Richard L. Carpenter
War Korea & Southwest Asia
Branch U.S. Army
Rank Major
Group Type
Group Name
Grid e10
Wall E
Direction East
Row 1
Plaque Number 16

Richard Louis “Dick” Carpenter

(born 22 Sep 1931* Fargo, ND – died 4 Jan 2013 San Diego, CA)

Richard Carpenter was a soldier from the World War II era * into the Vietnam conflict. He started as a private and ended his active duty career as a Major.

* We believe this is the correct birth year but he used 1928 along with a forged parent signature that and being 6’ 2” allowed him to join the Army in 1945! He used 1929 in his 1947 enlistment until his mother had the Red Cross find him. He then used 1930 for the rest of his active duty career. When he applied for his military pension, it was rejected because of his under age enlistment service. But adding his reserve time he got his pension anyway.

He was known as a "Mustang." This is a soldier who starts out in the enlisted ranks and becomes an officer. He did this twice. He received a battlefield commission (16 July 1953) in Korea to Second lieutenant when he was an acting Sergeant and while with the ROK (Republic of Korea) Capitol Division during the Korean War.

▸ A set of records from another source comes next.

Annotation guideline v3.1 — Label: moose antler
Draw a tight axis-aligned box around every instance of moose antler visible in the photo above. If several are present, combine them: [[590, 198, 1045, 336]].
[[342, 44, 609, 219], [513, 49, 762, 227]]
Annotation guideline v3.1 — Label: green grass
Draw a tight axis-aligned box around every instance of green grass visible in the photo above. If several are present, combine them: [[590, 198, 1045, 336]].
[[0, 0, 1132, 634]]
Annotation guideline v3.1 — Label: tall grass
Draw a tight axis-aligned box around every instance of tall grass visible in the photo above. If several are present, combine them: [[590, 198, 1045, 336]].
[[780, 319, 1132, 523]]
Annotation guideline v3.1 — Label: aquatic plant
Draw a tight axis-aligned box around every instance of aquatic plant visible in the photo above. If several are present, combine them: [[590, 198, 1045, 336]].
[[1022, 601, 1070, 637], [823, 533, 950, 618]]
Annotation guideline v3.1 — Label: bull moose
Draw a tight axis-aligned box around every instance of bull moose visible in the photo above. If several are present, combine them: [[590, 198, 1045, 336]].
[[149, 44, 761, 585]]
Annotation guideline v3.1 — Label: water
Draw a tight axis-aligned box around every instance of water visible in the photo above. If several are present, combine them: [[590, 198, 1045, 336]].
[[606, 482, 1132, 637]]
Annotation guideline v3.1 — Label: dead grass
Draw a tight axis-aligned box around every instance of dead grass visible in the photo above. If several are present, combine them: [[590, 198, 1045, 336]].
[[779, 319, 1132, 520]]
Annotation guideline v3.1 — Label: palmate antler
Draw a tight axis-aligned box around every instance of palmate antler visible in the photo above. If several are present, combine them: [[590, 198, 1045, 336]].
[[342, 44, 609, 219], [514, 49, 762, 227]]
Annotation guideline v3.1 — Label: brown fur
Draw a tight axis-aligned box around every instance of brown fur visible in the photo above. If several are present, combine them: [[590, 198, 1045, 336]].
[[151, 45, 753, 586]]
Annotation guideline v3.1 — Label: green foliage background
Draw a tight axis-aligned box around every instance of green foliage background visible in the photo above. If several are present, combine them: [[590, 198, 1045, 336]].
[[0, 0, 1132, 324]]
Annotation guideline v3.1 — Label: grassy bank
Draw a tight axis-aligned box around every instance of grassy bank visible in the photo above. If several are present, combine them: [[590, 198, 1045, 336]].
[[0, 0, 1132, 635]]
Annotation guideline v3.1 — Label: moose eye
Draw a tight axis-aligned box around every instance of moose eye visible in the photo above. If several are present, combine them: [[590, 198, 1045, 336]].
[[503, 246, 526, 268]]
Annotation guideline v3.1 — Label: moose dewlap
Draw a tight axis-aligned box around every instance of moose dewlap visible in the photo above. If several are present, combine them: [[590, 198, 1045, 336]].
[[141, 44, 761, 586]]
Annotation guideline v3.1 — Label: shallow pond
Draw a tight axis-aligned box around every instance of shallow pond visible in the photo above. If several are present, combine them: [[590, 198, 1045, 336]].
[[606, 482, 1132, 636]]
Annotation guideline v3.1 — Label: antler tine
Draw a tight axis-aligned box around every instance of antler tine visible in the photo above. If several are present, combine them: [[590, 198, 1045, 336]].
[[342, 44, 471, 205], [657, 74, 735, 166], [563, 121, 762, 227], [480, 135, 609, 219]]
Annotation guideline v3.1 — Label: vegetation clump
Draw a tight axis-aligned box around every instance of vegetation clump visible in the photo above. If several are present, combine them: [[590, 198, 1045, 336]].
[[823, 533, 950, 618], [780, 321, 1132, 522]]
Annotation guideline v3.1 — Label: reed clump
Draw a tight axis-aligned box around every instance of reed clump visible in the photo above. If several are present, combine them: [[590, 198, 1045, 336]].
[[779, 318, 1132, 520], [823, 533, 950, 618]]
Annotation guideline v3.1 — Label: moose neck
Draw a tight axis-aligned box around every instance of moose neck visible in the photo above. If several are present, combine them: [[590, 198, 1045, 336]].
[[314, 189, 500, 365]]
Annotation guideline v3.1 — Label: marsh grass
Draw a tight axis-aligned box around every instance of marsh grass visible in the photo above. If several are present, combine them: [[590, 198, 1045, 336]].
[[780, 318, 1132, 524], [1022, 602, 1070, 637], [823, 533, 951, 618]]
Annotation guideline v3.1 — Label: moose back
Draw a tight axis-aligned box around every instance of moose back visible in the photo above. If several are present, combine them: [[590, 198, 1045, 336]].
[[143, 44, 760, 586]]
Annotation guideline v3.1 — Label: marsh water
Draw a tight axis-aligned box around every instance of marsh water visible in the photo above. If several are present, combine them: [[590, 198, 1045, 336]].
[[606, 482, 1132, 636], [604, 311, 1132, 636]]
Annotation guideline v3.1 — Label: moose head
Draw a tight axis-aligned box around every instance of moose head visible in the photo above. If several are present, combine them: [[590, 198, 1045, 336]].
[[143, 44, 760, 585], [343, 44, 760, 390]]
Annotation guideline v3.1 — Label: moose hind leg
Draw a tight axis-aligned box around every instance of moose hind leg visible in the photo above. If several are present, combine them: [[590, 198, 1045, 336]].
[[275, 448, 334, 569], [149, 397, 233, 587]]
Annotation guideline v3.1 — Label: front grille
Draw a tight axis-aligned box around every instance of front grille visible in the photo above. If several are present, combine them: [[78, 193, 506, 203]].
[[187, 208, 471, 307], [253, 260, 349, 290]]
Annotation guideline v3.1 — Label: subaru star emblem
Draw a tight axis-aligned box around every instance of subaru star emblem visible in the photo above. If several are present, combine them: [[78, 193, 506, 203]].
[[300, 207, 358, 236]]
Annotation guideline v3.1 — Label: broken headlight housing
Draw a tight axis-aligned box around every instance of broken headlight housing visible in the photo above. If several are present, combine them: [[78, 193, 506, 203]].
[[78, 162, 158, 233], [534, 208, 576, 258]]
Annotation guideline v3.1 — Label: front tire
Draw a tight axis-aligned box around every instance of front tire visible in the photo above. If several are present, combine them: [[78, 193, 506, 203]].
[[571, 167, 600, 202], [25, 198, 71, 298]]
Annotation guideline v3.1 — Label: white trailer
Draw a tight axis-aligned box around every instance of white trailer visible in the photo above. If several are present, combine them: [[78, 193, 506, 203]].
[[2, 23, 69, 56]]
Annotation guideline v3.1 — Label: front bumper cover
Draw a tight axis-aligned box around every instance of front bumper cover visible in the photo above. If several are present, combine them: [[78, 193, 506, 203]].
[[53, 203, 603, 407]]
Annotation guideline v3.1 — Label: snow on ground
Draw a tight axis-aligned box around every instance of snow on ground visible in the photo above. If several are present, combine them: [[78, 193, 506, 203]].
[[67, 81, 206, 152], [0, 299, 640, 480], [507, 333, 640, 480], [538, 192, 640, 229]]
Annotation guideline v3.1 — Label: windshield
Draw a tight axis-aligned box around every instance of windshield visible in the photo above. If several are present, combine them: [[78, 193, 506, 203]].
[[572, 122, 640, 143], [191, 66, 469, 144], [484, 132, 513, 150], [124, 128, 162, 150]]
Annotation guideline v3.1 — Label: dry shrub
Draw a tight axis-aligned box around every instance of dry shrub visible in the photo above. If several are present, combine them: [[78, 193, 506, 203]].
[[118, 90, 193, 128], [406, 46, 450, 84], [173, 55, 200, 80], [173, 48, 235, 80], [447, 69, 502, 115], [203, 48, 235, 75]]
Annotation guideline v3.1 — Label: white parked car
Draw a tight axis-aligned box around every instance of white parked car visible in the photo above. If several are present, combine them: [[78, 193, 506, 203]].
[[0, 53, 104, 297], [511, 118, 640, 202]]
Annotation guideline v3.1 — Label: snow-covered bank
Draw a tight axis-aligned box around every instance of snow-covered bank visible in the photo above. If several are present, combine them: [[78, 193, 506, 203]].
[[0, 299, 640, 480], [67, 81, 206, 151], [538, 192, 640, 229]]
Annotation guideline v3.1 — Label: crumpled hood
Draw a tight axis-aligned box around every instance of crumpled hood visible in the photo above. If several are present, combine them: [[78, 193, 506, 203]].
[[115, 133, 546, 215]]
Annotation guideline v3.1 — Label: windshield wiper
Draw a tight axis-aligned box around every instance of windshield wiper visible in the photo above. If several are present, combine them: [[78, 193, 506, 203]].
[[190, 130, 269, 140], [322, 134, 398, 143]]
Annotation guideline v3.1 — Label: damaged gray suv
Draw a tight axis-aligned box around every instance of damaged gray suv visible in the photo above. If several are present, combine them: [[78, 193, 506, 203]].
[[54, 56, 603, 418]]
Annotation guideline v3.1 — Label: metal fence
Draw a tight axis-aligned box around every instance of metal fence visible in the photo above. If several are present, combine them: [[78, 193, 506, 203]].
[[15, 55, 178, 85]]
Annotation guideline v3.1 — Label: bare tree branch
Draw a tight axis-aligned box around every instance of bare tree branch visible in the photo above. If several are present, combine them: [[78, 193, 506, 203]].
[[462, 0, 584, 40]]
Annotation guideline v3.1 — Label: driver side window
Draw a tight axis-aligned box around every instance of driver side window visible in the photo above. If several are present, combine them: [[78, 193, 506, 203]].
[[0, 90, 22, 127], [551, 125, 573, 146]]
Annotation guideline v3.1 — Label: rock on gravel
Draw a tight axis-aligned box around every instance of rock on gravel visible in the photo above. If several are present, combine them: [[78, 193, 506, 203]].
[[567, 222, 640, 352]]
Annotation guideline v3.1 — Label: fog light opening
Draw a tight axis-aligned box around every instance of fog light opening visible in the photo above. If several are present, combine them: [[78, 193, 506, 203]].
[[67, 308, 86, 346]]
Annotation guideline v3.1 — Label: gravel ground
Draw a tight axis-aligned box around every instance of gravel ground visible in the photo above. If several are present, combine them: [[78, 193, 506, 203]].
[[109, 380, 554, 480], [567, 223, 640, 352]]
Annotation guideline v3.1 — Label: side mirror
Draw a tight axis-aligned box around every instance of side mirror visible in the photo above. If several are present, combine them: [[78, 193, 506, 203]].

He gave up his reserve commission after the cessation of hostilities and returned to his family in Germany as an enlisted soldier. His specialty early in his career was automatic weapons then later, after OCS in 1959, it was in supply and logistics. He also spent many years working with US and foreign troops, part of which was with the U.S. Army Special Forces.

Richard had been a ship welder (lying about his age and very tall!) during World War 2 and joined the Army as a private at the end. He was a member of the occupation forces in Germany. He served as a guard at Dachau and during portions of the Nuremburg Trials.

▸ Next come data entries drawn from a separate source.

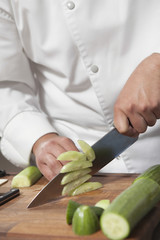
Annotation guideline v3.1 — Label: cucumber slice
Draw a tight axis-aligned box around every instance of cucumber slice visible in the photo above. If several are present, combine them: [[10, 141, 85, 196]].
[[66, 200, 81, 225], [62, 174, 92, 196], [66, 200, 103, 225], [95, 199, 110, 209], [133, 164, 160, 185], [71, 182, 102, 196], [100, 177, 160, 240], [60, 160, 93, 173], [57, 151, 86, 161], [78, 140, 96, 161], [101, 213, 130, 240], [72, 205, 99, 236], [11, 166, 42, 188], [61, 168, 91, 185], [90, 206, 104, 218]]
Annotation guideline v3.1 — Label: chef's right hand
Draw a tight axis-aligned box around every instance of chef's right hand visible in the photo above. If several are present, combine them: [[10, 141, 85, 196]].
[[33, 133, 78, 180]]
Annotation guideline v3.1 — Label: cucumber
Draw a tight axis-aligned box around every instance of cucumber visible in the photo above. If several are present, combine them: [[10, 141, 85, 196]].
[[57, 151, 86, 161], [66, 200, 82, 225], [62, 174, 92, 196], [95, 199, 110, 209], [78, 140, 96, 161], [134, 164, 160, 185], [100, 178, 160, 240], [60, 160, 93, 173], [72, 205, 99, 236], [66, 200, 104, 225], [11, 166, 42, 188], [70, 182, 102, 196], [89, 206, 104, 218], [61, 168, 91, 185]]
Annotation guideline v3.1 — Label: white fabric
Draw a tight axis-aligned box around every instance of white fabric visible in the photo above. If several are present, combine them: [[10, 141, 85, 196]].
[[0, 0, 160, 172]]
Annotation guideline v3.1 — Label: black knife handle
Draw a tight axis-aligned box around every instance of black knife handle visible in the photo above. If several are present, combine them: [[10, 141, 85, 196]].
[[0, 170, 6, 177]]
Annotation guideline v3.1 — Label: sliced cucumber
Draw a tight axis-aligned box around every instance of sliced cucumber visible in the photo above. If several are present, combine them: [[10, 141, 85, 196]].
[[61, 168, 91, 185], [11, 166, 42, 188], [66, 200, 82, 224], [78, 140, 96, 161], [134, 165, 160, 185], [95, 199, 110, 209], [66, 200, 104, 225], [57, 151, 86, 161], [60, 160, 93, 173], [89, 206, 104, 218], [70, 182, 102, 196], [72, 205, 99, 236], [62, 174, 92, 196], [100, 175, 160, 240]]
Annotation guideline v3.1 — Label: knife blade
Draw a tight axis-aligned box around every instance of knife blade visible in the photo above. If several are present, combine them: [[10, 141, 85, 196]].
[[27, 128, 138, 208]]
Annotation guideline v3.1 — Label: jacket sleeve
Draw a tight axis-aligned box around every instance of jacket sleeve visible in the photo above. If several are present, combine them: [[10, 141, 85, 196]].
[[0, 0, 55, 167]]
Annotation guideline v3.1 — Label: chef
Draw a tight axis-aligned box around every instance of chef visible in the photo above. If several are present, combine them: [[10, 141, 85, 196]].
[[0, 0, 160, 180]]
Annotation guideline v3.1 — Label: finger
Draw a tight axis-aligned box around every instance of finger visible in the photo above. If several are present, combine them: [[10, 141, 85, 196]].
[[129, 113, 148, 133], [114, 111, 139, 137], [141, 111, 157, 127], [60, 137, 79, 151], [38, 163, 56, 181], [45, 154, 62, 175], [153, 106, 160, 119]]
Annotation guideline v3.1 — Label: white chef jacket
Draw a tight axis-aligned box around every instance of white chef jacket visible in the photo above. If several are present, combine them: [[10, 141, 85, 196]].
[[0, 0, 160, 173]]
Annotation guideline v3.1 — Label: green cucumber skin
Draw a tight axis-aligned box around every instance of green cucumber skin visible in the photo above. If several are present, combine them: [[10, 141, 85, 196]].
[[66, 200, 104, 225], [78, 140, 96, 162], [72, 205, 100, 236], [60, 160, 93, 173], [61, 168, 91, 185], [57, 151, 86, 161], [11, 166, 42, 188], [133, 164, 160, 185], [66, 200, 82, 225], [62, 174, 92, 196], [70, 182, 102, 196], [100, 178, 160, 237]]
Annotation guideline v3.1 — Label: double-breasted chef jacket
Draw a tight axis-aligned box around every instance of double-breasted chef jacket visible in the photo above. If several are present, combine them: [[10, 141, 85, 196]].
[[0, 0, 160, 173]]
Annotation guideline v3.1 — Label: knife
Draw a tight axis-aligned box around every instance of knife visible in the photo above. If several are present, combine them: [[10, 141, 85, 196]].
[[27, 128, 138, 208]]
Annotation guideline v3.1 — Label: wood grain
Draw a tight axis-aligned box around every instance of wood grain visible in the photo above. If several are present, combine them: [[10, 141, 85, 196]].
[[0, 174, 160, 240]]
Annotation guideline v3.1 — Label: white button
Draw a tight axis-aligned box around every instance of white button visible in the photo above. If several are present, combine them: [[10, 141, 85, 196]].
[[91, 65, 99, 73], [67, 1, 75, 10], [116, 155, 121, 160]]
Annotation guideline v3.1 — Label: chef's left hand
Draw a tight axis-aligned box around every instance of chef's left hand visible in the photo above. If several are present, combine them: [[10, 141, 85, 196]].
[[114, 53, 160, 136]]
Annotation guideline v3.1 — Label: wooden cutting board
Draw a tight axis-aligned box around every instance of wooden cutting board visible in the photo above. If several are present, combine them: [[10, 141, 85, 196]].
[[0, 174, 160, 240]]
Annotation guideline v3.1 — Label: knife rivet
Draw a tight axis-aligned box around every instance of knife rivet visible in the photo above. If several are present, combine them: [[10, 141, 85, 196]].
[[91, 65, 99, 73]]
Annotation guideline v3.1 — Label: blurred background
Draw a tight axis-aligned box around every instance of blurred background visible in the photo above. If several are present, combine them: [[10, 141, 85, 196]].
[[0, 153, 22, 172]]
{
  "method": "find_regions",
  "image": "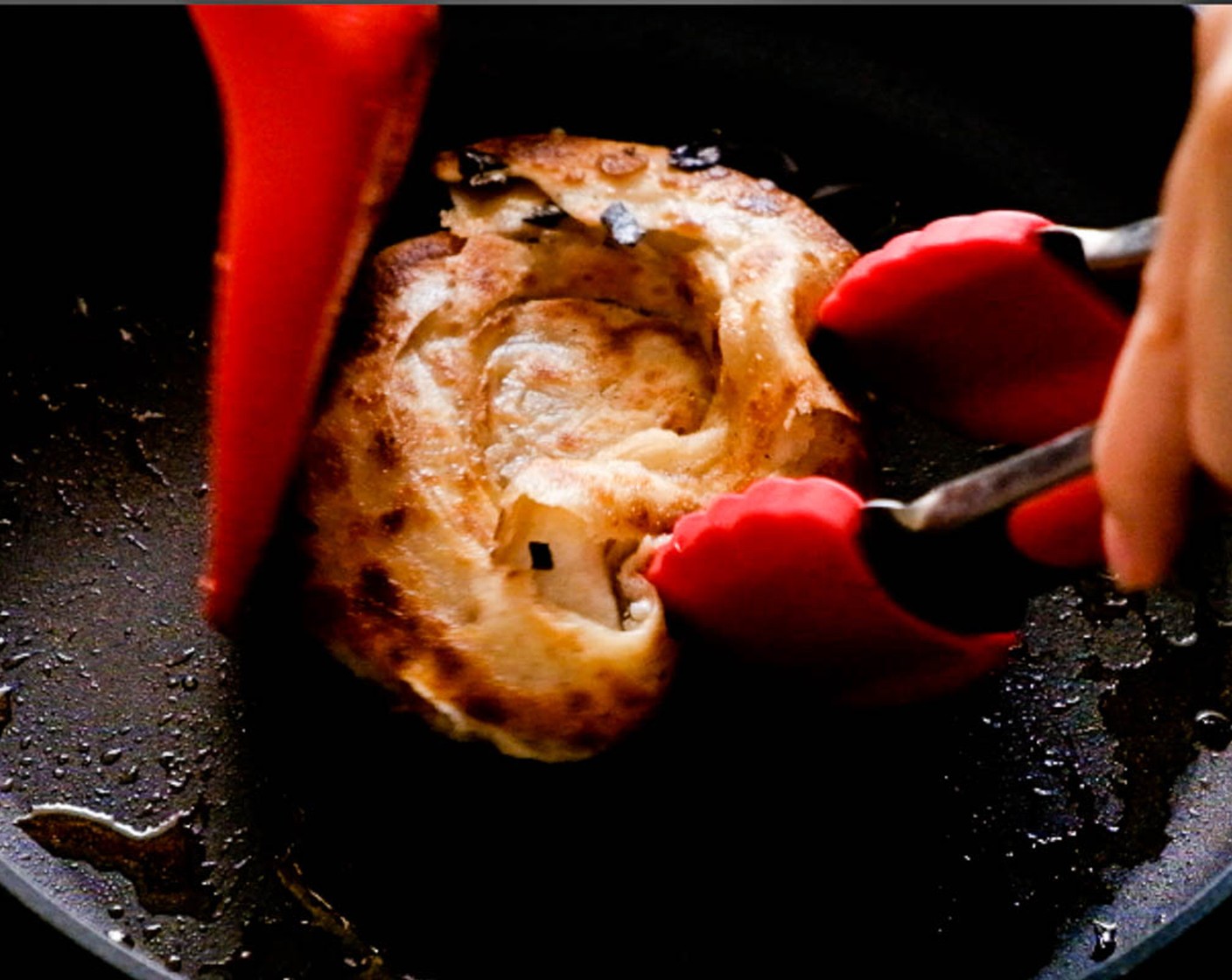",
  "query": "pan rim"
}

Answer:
[0,854,175,980]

He worked with DP (displaced person) battalions in 1947-1948 primarily during the Berlin airlift. He helped train the new German army and even Greek troops in Europe to about 1950.

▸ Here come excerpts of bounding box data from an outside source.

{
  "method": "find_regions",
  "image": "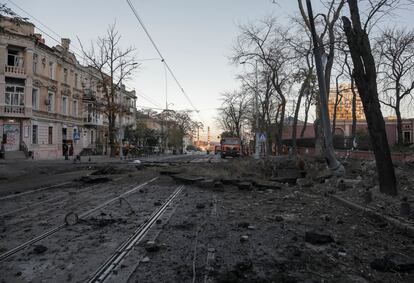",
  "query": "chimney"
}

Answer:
[60,38,70,51]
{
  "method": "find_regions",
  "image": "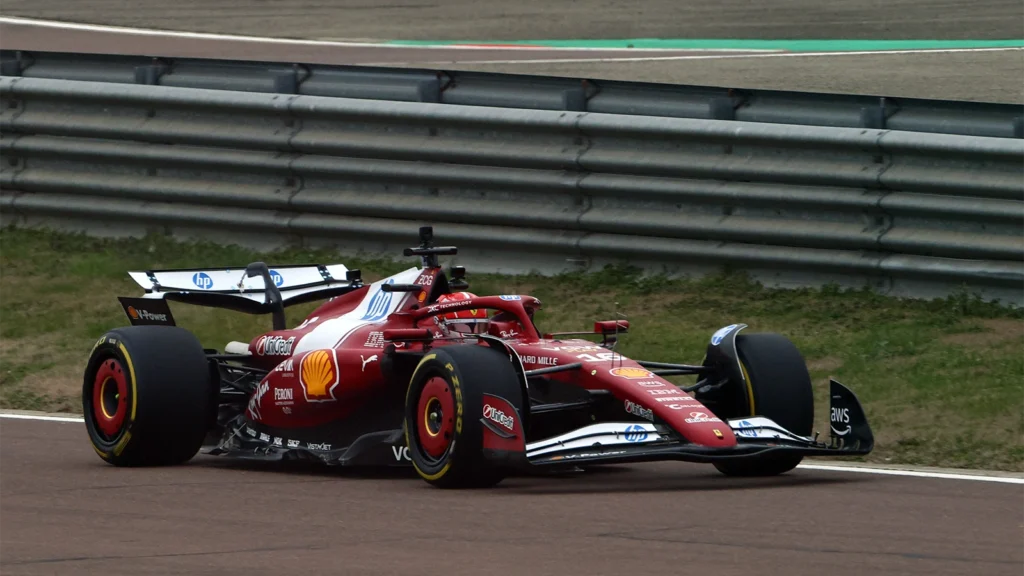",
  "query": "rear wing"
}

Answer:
[128,262,364,314]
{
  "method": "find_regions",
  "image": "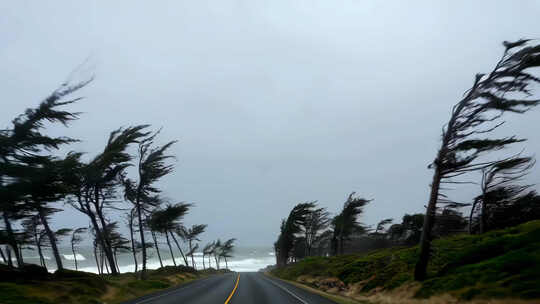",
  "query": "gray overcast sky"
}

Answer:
[0,0,540,245]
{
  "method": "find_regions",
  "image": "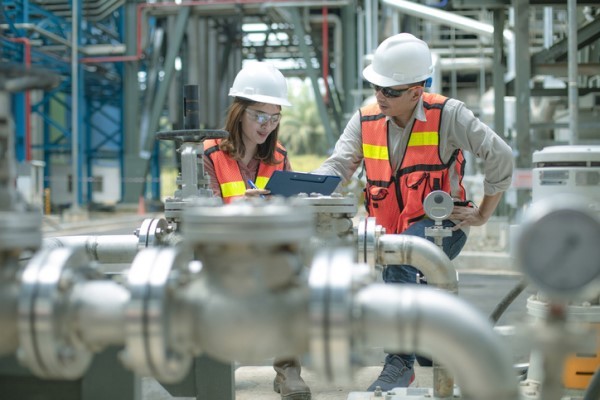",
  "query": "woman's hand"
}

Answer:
[245,189,271,197]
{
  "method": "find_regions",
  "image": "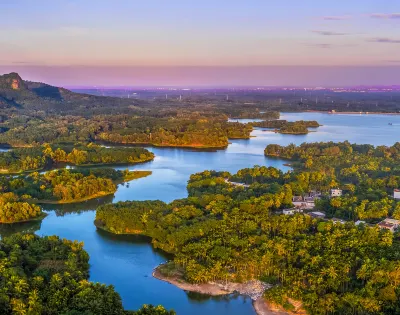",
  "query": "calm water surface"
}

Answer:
[0,113,400,315]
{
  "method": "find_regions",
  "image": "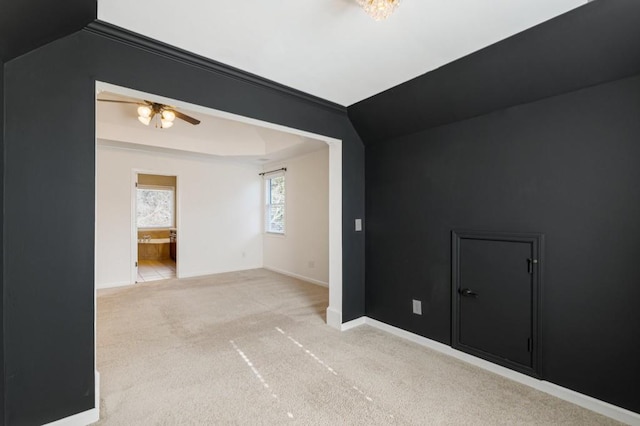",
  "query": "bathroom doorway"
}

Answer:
[133,173,178,283]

He married a German National without permission and was reduced in rank. They were other factors involved that were never disclosed.

He served in Korea during that conflict with the ROK (Korean military) 2nd Battalion of the 26th Infantry Regiment of the Capital Division. Near the end of that conflict his unit was cut off and he took command receiving a battle field commission over the radio. He was there to battlefield test new top secret radar units, now called ground surveillance radar.

Corporal Carpenter, then acting Sergeant, was given a battlefield promotion by radio to a 2nd Lieutenant after his unit was cut off by enemy forces and he became the senior in rank of the survivors. He received no medal or recognition for his actions despite holding his precarious position with an ROK unit and disrupting enemy supply lines via the radar observation and artillery intervention. They were behind enemy lines from 14 to 20 July 1953 on Hill 433 until the command was relieved. He resigned his commission when he returned to the States then re-enlisted. He then was posted back to Germany, where he reverted back to his regular Army rank of corporal.

He assisted in transporting refugees from the north of Vietnam at the beginning of the division of that country. This included several excursion into the interior from the Haiphong area recovering lend lease equipment. He spent time training irregular forces against communist aggression in South-East Asia. He also trained regular U.S. troops at Fort Leonard Wood, MO & Fort Ord, CA, as an enlisted man. After OCS, as an officer, he continued training troops Fort Riley, KS and at Fort Jackson, SC. He was posted back to Germany in 1964 where he retired in 1965 from twenty years active duty and moved to San Diego, CA. He saw combat in Korea and South-West Asia.

He continued his military involvement by joining a Special Forces Reserve unit 1987 while working for San Diego County Probation Department. He was recalled to active duty several times during this period. He also continued his contract work with the CIA. His military retirement included a disability award for combat injuries.